Loyaliteitsverlof: beloning of bureaucratische bemoeizucht?

Column
21 jul 2025 |
Leestijd ± 1 tot 3 minuten


Een kritische blik op een nieuwe afspraak in de horeca-CAO 2025–2026

Sinds kort is er een nieuwe afspraak in de horeca-CAO die menig horecaondernemer de wenkbrauwen doet fronsen: het zogenaamde loyaliteitsverlof. Werknemers die tien jaar of langer in dienst zijn bij dezelfde werkgever krijgen voortaan extra vakantie-uren. Op papier klinkt het sympathiek: wie trouw is aan zijn baas, verdient een beloning. Maar is deze maatregel wel nodig? En belangrijker nog: werkt hij niet juist averechts voor ondernemers die goed werkgeverschap al jaren serieus nemen?

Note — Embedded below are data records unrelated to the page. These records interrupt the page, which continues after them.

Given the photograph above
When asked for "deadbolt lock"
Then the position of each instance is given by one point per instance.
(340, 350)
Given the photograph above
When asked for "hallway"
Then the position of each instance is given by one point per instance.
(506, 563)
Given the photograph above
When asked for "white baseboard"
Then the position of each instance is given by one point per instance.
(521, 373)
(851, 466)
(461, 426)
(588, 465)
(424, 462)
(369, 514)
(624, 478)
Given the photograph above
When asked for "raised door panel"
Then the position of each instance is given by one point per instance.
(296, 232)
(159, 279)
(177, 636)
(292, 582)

Column door Frans van Rooij *

Loyaliteit als regel vastleggen?

De vraag is simpel: moet je loyaliteit afdwingen via cao-afspraken, of moet je het verdienen in de praktijk? Want wie tien jaar bij een horecabedrijf werkt, ís per definitie al loyaal. In de frituurbranche, waar personeelsverloop en krapte op de arbeidsmarkt al jaren grote uitdagingen zijn, is elke langdurige arbeidsrelatie goud waard. Maar ondernemers die hun mensen weten vast te houden, doen dat doorgaans niet met extra vakantie-uren. Ze doen dat met waardering, groeikansen, werkplezier en een fatsoenlijk loon.

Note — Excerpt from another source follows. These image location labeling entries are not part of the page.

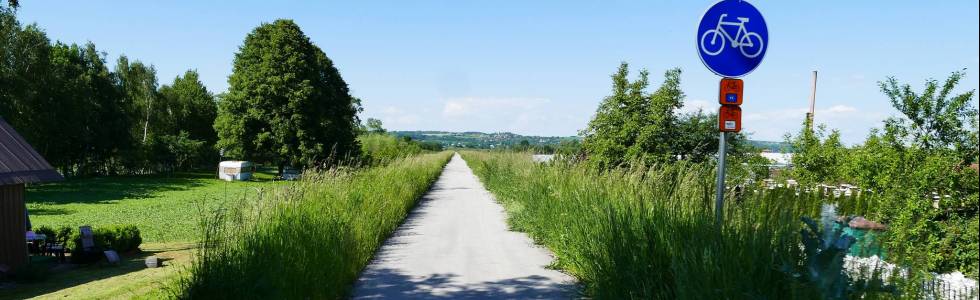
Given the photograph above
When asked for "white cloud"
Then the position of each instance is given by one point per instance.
(469, 106)
(695, 105)
(394, 116)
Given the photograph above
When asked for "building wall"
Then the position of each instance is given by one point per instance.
(13, 242)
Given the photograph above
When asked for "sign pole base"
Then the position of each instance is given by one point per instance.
(720, 184)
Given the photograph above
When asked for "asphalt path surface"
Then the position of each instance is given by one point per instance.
(456, 245)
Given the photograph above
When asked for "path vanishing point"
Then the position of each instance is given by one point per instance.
(456, 244)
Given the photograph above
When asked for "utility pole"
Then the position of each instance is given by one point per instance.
(813, 102)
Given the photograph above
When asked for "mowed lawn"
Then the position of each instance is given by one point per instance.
(166, 208)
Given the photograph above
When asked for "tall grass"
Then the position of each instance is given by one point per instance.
(650, 233)
(309, 240)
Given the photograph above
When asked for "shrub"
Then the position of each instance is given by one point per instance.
(121, 238)
(378, 148)
(650, 233)
(45, 230)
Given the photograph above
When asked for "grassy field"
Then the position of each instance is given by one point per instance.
(128, 280)
(650, 233)
(312, 239)
(164, 208)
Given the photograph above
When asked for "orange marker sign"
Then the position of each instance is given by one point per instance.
(730, 118)
(730, 91)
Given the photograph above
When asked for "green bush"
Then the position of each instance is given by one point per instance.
(379, 148)
(650, 233)
(45, 230)
(121, 238)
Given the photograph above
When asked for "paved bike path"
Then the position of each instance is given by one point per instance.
(456, 244)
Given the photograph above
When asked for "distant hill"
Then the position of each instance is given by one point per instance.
(481, 140)
(772, 146)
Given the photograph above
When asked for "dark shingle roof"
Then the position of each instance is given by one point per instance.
(19, 163)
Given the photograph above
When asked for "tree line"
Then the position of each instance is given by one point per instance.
(87, 119)
(922, 166)
(637, 126)
(286, 105)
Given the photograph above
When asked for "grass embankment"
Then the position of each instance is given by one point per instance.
(130, 279)
(651, 233)
(309, 240)
(164, 208)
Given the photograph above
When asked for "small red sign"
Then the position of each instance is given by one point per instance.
(730, 118)
(730, 91)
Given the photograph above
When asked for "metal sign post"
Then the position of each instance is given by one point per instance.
(720, 183)
(732, 40)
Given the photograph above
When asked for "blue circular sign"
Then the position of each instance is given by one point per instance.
(732, 38)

Goed werkgeverschap afgestraft?

De nieuwe afspraak over loyaliteitsverlof staat niet op zichzelf. Net als bij de HOP (het zogeheten Horeca Ontwikkel Platform voor verdere professionalisering en het verbeteren van het imago van werken in de horeca) voelen veel ondernemers zich inmiddels meer verplicht dan gestimuleerd. Wie al investeerde in opleiding, ontwikkeling en binding van personeel, doet dat uit overtuiging – niet omdat de CAO het oplegt. Maar nu moet diezelfde ondernemer bovenop de loonsom extra bijdragen aan afspraken die eerder zijn bedacht aan de cao-tafel dan op de werkvloer. Ook de medewerkers zelf zijn verplicht om aan dit platform bij te dragen.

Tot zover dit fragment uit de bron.